Workers drew attention to the issue earlier this year, when they started tearing down part of the building where they said no bats were living. They planned to destroy the rest after the migratory colony of Mexican free-tailed bats luxuriated for one last summer in their longtime home.

But organizers came to the flying mammals’ aid. Huntsville City Council Member Daiquiri Beebe helped start the Huntsville Bat Society, planning happy hours and protests. She wanted to avoid the scenario of homeless bats looking for new places to sleep in the city and troubling her constituents. She knew she had to show officials people cared.

And there was Tommy Hoke, an engineering consultant, who parked his truck by the warehouse every Sunday when he went to church. He couldn’t face the guilt of letting the bats’ home be torn down without doing something, so he dug into the research, contacted experts and started another Facebook group.

Help! Save The Bats in Huntsville!!” he called it, not wanting to lose time trying to dream up something more clever. Hoke thought they ought to build an artificial bat cave, perhaps at Huntsville State Park, where the bats could live.

[…]

Residents argued the bats needed protecting, as a tourist attraction and an environmental benefit. Bats spiraling out at dusk from under bridges in Austin and Houston draw a crowd. Why couldn’t theirs? Beebe encouraged people to reach out to state Rep. Ernest Bailes.

Then this week the bat fans heard the news — they had won some time, for now.
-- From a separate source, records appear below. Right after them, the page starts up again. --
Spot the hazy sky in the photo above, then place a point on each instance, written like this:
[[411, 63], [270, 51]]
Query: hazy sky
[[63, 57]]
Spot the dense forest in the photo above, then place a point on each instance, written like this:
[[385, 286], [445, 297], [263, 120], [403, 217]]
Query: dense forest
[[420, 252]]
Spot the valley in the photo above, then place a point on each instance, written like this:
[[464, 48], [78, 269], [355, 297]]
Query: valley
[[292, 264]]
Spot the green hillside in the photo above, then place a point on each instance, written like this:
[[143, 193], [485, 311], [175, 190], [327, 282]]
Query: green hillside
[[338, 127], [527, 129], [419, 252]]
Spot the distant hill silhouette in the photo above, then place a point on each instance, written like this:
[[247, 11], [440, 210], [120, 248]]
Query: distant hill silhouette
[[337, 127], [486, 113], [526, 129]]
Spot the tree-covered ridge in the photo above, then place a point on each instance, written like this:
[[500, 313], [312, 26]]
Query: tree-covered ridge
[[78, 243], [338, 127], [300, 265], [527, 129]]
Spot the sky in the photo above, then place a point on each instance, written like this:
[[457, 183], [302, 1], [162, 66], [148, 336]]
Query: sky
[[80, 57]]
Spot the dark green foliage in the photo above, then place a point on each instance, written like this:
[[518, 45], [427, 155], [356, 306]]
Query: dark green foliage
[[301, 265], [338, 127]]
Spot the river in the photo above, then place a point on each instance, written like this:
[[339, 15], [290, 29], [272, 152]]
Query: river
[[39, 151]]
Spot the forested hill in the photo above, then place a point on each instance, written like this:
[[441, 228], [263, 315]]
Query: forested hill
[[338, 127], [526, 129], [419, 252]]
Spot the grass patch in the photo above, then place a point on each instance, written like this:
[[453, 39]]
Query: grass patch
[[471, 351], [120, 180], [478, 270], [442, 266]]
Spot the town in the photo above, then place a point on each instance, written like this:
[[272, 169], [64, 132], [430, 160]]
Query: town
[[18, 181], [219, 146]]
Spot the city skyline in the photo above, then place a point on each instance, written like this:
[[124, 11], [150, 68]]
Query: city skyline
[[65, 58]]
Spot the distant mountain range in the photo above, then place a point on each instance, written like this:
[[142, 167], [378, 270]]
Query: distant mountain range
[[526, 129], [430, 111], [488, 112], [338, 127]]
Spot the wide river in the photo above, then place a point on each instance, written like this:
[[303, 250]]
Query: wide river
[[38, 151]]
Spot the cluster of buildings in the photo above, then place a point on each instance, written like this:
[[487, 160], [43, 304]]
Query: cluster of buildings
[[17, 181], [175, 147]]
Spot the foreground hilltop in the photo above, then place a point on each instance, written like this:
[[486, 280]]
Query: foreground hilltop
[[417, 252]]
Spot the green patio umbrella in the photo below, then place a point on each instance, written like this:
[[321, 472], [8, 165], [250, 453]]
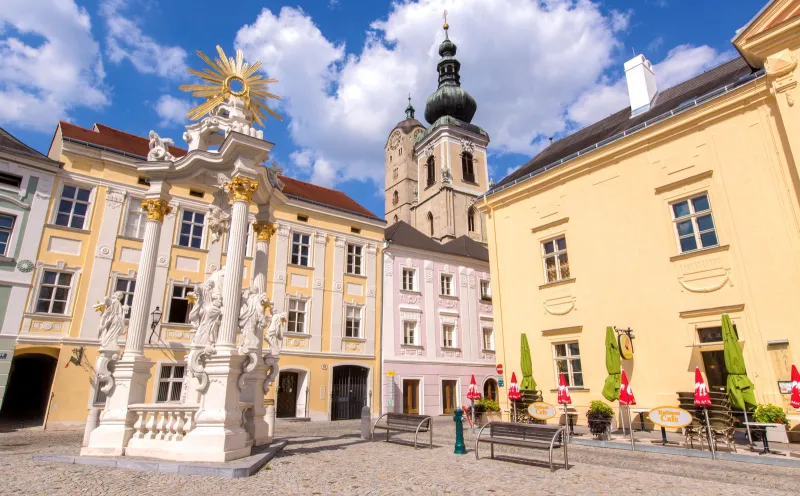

TDCJ in a statement Thursday said it planned to take time to involve community members and advocates in trying to develop a shared plan. The statement said there was no specific timetable, “but we do know that the warehouse has significant structural issues and an equitable solution must be found before there is a total collapse.”

See here and here for the background. I don’t know how long this reprieve will last, but I hope it’s long enough for a better long-term solution to be worked out. The bats deserve no less.